コラム

トイレの話

2016年6月20日

 

このところぐずついた天気のわりに、なかなかどーんという雨が降らず、東京の水がめが干上がりつつあると聞くと、責任者でもないのに、いささか心配になる。昔、沖縄の那覇にいたころ、一度だけ水不足を経験した。といっても、覚えているのは、飲み屋に入るといたるところに水を張ったバケツとひしゃくがおいてあり、トイレに行くにもそこから手桶に水を汲んで持っていかなければならなかったことだ。少し恥ずかしそうに前かがみになって手桶に水を汲んで持っていくその恰好がどことなく滑稽で、誰もがある種の可笑しみを共有していたように思う。

ところで、世界の4割の人はトイレのない生活をしていると女性ジャーナリスト、ローズ・ジョージの『トイレの話をしよう』という本に書いてあった。その本の最初のページを開くと、ローズがアフリカのコートジヴォアールの小さな町のレストランで、トイレはどこかと尋ねたら、若いウェイターから白いタイル張りの床と壁だけで、便器も何もない部屋に案内された話が出てくる。本当にここでいいのかと尋ねたら、

「床の上にするんです。何を考えているんですか?ここはアメリカじゃないんですよ!」と言われてローズは呆然とする。この本を3年前ぐらいに読んだ時には、面白くて会う人ごとにこの話をしたものだった。誰でも、海外に行くときには、食べることと同じぐらいトイレのことが気になる。特に日本のようにシャワー式トイレが普及しているところから、発展途上のところへ行くときには、それこそ天国から地獄に降りていくような感覚であるといったら大げさ過ぎるだろうか。

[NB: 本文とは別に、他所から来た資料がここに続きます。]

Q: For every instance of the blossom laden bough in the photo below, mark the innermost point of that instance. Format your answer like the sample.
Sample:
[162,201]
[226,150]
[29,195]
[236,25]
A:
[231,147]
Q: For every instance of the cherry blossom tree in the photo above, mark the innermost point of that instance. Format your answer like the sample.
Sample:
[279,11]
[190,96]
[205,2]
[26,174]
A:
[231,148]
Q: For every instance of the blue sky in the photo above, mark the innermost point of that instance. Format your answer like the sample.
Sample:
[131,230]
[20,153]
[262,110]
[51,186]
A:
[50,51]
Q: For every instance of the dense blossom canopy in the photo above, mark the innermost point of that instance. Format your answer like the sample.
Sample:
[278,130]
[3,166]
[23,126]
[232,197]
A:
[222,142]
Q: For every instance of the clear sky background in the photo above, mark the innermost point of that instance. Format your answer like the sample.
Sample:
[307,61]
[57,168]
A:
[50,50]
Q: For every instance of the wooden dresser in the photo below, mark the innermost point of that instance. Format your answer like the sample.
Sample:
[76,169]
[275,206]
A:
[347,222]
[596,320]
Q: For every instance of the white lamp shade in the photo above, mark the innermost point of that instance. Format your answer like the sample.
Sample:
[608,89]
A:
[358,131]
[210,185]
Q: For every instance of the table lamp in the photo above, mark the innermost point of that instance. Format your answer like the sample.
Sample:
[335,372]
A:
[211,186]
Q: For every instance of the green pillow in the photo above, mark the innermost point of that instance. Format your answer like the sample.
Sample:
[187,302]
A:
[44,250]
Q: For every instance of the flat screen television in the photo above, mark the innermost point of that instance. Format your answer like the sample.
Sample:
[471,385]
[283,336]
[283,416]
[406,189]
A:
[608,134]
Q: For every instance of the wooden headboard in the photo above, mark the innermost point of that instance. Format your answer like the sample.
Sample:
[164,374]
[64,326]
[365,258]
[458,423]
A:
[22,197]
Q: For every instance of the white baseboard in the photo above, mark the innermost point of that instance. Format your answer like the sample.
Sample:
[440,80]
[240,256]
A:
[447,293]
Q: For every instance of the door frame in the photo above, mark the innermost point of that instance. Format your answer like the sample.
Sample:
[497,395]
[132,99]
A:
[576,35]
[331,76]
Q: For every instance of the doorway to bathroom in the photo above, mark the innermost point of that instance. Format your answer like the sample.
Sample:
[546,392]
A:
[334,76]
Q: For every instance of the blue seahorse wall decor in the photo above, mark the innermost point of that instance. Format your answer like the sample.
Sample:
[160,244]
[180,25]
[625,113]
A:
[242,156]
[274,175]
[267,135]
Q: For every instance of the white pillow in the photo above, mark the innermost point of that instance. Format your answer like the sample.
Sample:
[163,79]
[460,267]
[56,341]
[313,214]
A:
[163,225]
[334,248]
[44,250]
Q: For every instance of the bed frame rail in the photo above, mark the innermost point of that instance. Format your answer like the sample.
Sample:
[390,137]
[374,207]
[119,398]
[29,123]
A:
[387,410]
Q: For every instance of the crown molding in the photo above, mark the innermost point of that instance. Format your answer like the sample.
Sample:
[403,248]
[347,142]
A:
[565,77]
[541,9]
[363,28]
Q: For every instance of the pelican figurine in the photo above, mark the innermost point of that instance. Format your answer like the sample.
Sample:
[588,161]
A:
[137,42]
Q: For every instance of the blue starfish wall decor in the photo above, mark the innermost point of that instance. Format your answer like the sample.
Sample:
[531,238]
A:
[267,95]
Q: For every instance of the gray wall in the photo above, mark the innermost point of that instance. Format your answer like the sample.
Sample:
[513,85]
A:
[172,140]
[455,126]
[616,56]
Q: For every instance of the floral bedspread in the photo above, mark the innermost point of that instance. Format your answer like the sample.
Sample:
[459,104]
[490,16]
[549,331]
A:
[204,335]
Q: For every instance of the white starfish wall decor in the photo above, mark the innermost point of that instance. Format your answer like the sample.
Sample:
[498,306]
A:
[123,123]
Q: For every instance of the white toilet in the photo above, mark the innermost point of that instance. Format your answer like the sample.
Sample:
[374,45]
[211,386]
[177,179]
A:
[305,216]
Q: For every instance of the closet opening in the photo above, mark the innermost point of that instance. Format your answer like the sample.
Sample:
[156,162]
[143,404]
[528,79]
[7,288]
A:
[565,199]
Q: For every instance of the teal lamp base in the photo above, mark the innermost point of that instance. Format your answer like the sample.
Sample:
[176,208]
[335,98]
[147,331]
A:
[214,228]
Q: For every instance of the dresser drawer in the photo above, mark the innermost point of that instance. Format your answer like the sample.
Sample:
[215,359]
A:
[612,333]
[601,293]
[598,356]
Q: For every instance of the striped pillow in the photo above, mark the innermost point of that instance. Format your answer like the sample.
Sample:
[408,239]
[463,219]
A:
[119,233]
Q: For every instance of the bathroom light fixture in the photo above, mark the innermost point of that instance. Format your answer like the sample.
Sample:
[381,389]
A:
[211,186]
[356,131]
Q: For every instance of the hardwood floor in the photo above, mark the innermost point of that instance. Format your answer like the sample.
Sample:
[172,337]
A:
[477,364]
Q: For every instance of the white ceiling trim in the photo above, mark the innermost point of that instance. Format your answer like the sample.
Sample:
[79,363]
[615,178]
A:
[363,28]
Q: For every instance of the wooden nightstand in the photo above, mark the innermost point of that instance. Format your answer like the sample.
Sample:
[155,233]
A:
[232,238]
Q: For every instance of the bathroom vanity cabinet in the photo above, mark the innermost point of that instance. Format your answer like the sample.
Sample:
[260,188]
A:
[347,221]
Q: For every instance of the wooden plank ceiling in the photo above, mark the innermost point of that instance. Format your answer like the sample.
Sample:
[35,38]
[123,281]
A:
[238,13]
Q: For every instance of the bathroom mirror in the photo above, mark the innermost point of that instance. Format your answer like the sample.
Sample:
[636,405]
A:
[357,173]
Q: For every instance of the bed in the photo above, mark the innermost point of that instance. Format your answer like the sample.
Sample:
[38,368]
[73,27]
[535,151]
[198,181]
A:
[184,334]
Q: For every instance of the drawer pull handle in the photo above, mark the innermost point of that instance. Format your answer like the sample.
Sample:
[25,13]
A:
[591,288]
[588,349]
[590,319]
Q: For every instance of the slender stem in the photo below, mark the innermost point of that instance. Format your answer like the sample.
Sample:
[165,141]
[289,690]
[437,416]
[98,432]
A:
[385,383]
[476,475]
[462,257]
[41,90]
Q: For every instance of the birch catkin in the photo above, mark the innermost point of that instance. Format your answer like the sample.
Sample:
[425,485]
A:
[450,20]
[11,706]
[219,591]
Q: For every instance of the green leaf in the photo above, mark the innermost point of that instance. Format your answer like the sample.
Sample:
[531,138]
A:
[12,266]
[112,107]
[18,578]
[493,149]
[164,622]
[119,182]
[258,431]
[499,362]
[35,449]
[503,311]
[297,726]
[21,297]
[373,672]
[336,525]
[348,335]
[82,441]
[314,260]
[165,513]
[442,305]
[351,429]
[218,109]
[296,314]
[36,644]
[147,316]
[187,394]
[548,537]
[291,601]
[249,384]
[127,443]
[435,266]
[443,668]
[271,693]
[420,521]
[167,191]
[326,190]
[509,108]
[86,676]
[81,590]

東南アジアの奥地などに行くと、日本からの援助で村の小学校に併設されたトイレが村で初めてのトイレだという場合がときどきある。初めてのトイレなので、トイレの使い方などについての講習会も開催されて、村人も手をよく洗うようになったと村長さんが胸を張ってあいさつする。あいさつが終わると、待っていた村の顔役たちと次々に握手することになるのだが、よく洗ってある手なら安心だと思いながら、力を込めて握手をする。